Taking out a wider level of cover than just buildings and contents insurance is becoming increasingly vital for every landlord in the UK, whether you only have one buy-to-let investment or manage a portfolio of properties. Although landlord insurance is not required by law, it would be foolish not to take it out, especially in light of the fact that tenants can easily default on their contract and there is no way of predicting natural disasters.
Without the right insurance your finances could be in serious trouble if things go wrong. The two insurance covers suitable for rental income are Tenant Default insurance and Loss of Rent insurance. These can usually be added on to a single policy which would also include buildings and contents cover if needed.
Tenancy agreements
Aside from the need to buy insurance, it’s imperative to draft a good tenancy agreement between you and your tenant. Without it, if a tenant should fail to pay the rent or violate any of the other tenant obligations, a landlord may not be able to recover possession of the property from the tenant. With a standard shorthold tenancy agreement, a landlord will in most cases be able to take the defaulting tenant through the statutory motions to regain their property back.
However, it is a lengthy process that can take months to resolve, and if adequate measures aren’t taken it equates to months of lost income. In view of the length of the procedure for recovery of possession, it is crucial that landlords take action and buy insurance to cover this eventuality.
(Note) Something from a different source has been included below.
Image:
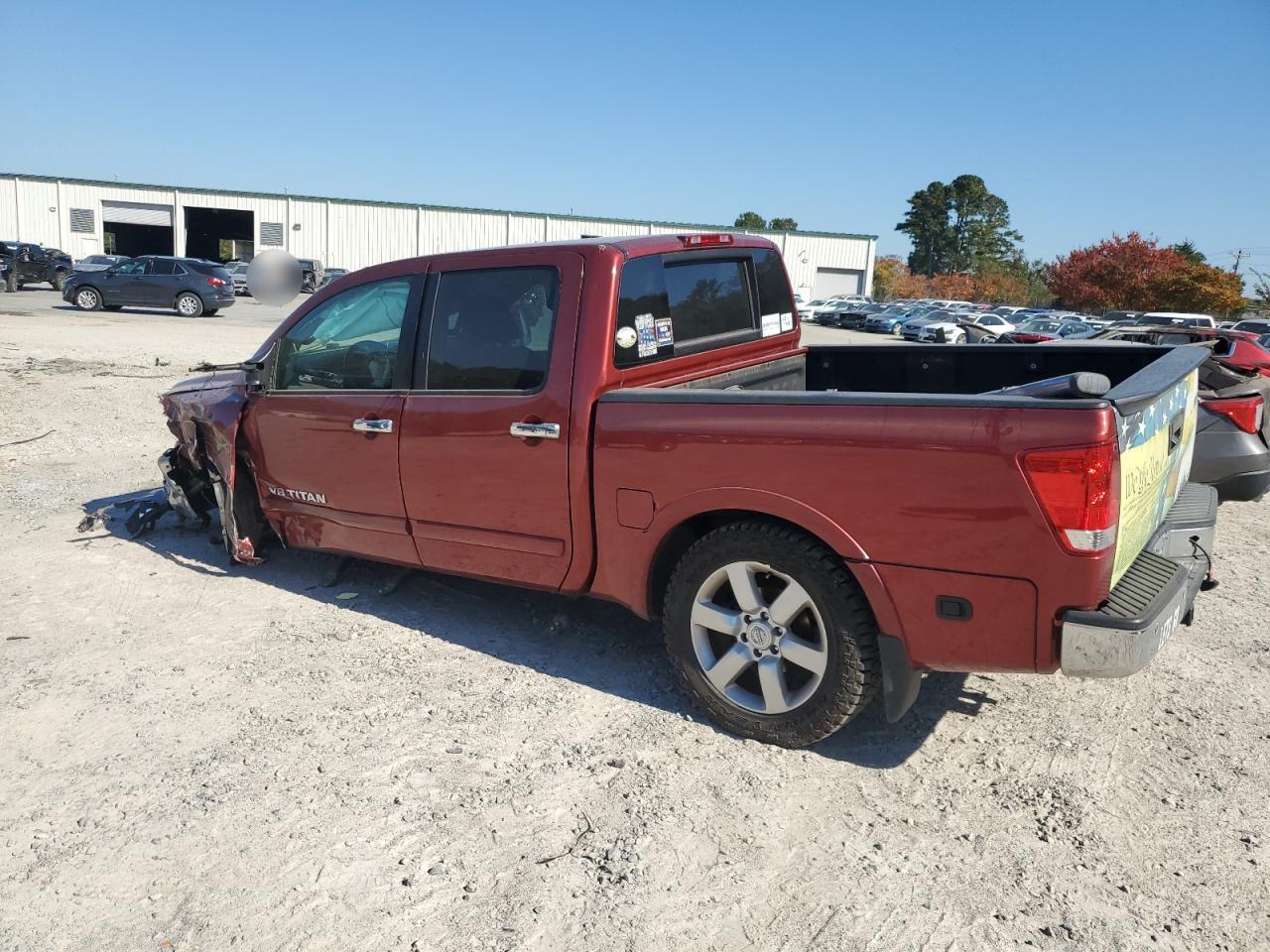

Most insurance policies will include legal expenses too, so if you do need to invoke statutory procedures to push your tenants out and get your property back, not only will you receive the rental income, but you’ll be covered for the legal fees too.
Unfortunately, this type of insurance is an area that is often overlooked when landlords decide to rent out a property. The risks associated with rental properties are significantly different to owner occupied properties therefore you are well advised to use an insurer who specialises in this type of property insurance.
Getting the right cover
When looking for the right insurance, it is important to note that some insurers will not permit cover if you intend to place a certain type of tenant in your property i.e. student, multiple single sharers and those receiving state benefits.
In the event of property damage you can find insurance that will cover a multiple of situations from fires, smoke, flooding to theft, lightening and even aircraft damage. Some policies will give the option of malicious damage caused by the tenants - a valuable option for buy to let properties. You should always check the policy for exclusions to be aware of the extent of cover you are buying.
In the event that there is loss of rent following damage from one of many hazards similar to those described above, most policies will compensate your loss as long as it is specified in your policy documents. If the property is uninhabitable, this usually equates to 20% of the sum insured, although some policies may offer you up to 30%.
In 2001, there were over 150,000 possession hearings in relation to 2.7m rentals that took place. The risk may not seem that significant but if you need to receive your rent on a regular and guaranteed basis this insurance should be a high priority. Simply business allows you to compare and buy the right insurance cover for your buy-to-let property.
Rental voids are a real Achilles heel for the buy-to-let investor, which often cannot be avoided, however precautionary steps should be taken out to avoid loss of rent due to tenant defaults or serious damage to the property. In some cases, if a tenant is struggling to pay, it is good practice to show understanding and offer a payment holiday. Even though you’ll have reduced rent initially, some rent is better than no rent at all, saving you a lot of unnecessary headache.